Assume that as a consequence of being in the Paul-verse, regulatory and other practical obstacles are possible to overcome in a very cost-effective way. In this world, how much value does current language models create?
I would answer that in this obstacle-free world, they create about 10% of global GDP and this share would be rapidly increasing. This is because a large set of valuable tasks are both simple enough that models could understand them, and possible to transform into a prompt completion task.
I don’t agree with that at all. I think in this counterfactual world current language models would create about as much value as they create now, maybe higher by some factor but most likely not by an order of magnitude or more.
The argument is meant as a reductio: Language models don’t create value in our world, so the obstacles must be hard to overcome, so we are not in the Paul-verse.
I know this is what your argument is. For me the conclusion implied by “language models don’t create value in our world” is “language models are not capable of creating value in our world & we’re not capable of using them to create value”, not that “the practical obstacles are hard to overcome”. Also, this last claim about “practical obstacles” is very vague: if you can’t currently buy a cheap ticket to Mars, is that a problem with “practical obstacles being difficult to overcome” or not?
In some sense there’s likely a billion dollar company idea which would build on existing language models, so if someone thought of the idea and had the right group of people to implement it they could be generating a lot of revenue. This would look very different from language models creating 10% of GDP, however.
I claim that most coordination-tasks (defined very broadly) in our civilization could be done by language models talking to each other, if we could overcome the enormous obstacle of getting all relevant information into the prompts and transferring the completions to “the real world”.
I agree with this in principle, but in practice I think current language models are much too bad for this to be on the cards.
Regarding the bet: Even odds sounds like easy money to me, so you’re on :). I weakly expect that my winning criteria will never come to pass, as we will be dead.
I’ll be happy to claim victory when AGI is here and we’re not all dead.
I claim that most coordination-tasks (defined very broadly) in our civilization could be done by language models talking to each other, if we could overcome the enormous obstacle of getting all relevant information into the prompts and transferring the completions to “the real world”.
I agree with this in principle, but in practice I think current language models are much too bad for this to be on the cards.
Assume PaLM magically improved to perform 2 standard deviations above the human average. In my model, this would have a very slow effect on GDP. How long do you think it would take before language models did >50% of all coordination tasks?

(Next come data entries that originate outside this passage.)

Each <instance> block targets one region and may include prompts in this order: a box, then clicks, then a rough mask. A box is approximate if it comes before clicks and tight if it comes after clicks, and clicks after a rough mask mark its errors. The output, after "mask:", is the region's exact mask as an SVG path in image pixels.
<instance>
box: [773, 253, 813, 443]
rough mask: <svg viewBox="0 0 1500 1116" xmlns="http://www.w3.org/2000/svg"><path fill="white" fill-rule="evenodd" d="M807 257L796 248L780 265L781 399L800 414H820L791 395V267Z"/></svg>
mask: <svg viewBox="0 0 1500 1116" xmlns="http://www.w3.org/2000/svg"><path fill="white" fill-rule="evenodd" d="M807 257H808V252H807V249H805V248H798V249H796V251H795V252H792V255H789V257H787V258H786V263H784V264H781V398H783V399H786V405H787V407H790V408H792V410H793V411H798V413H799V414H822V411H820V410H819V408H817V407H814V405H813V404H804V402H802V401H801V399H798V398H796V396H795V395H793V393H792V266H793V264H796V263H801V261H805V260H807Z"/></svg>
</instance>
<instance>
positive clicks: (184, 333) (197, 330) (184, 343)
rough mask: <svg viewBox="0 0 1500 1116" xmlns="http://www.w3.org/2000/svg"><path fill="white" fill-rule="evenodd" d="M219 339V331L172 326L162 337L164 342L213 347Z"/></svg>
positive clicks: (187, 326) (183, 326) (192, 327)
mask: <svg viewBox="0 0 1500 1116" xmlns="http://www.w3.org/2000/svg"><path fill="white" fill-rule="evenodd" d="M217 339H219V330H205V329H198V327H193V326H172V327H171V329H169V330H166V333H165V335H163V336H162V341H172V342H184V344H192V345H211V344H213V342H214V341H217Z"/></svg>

Assume PaLM magically improved to perform 2 standard deviations above the human average. In my model, this would have a very slow effect on GDP. How long do you think it would take before language models did >50% of all coordination tasks?
2 standard deviations above the human average with respect to what metric? My whole point is that the metrics people look at in ML papers are not necessarily relevant in the real world and/or the real world impact (say, in revenue generated by the models) is a discontinuous function of these metrics.
I would guess that 2 standard deviations above human average on commonly used language modeling benchmarks is still far from enough for even 10% of coordination tasks, though by this point models could well be generating plenty of revenue.
I think we are close to agreeing with each other on how we expect the future to look. I certainly agree that real world impact is discontinuous in metrics, though I would blame practical matters rather than poor metrics.
I don’t agree with that at all. I think in this counterfactual world current language models would create about as much value as they create now, maybe higher by some factor but most likely not by an order of magnitude or more.
I know this is what your argument is. For me the conclusion implied by “language models don’t create value in our world” is “language models are not capable of creating value in our world & we’re not capable of using them to create value”, not that “the practical obstacles are hard to overcome”. Also, this last claim about “practical obstacles” is very vague: if you can’t currently buy a cheap ticket to Mars, is that a problem with “practical obstacles being difficult to overcome” or not?
In some sense there’s likely a billion dollar company idea which would build on existing language models, so if someone thought of the idea and had the right group of people to implement it they could be generating a lot of revenue. This would look very different from language models creating 10% of GDP, however.
I agree with this in principle, but in practice I think current language models are much too bad for this to be on the cards.
I’ll be happy to claim victory when AGI is here and we’re not all dead.
Assume PaLM magically improved to perform 2 standard deviations above the human average. In my model, this would have a very slow effect on GDP. How long do you think it would take before language models did >50% of all coordination tasks?
2 standard deviations above the human average with respect to what metric? My whole point is that the metrics people look at in ML papers are not necessarily relevant in the real world and/or the real world impact (say, in revenue generated by the models) is a discontinuous function of these metrics.
I would guess that 2 standard deviations above human average on commonly used language modeling benchmarks is still far from enough for even 10% of coordination tasks, though by this point models could well be generating plenty of revenue.
I think we are close to agreeing with each other on how we expect the future to look. I certainly agree that real world impact is discontinuous in metrics, though I would blame practical matters rather than poor metrics.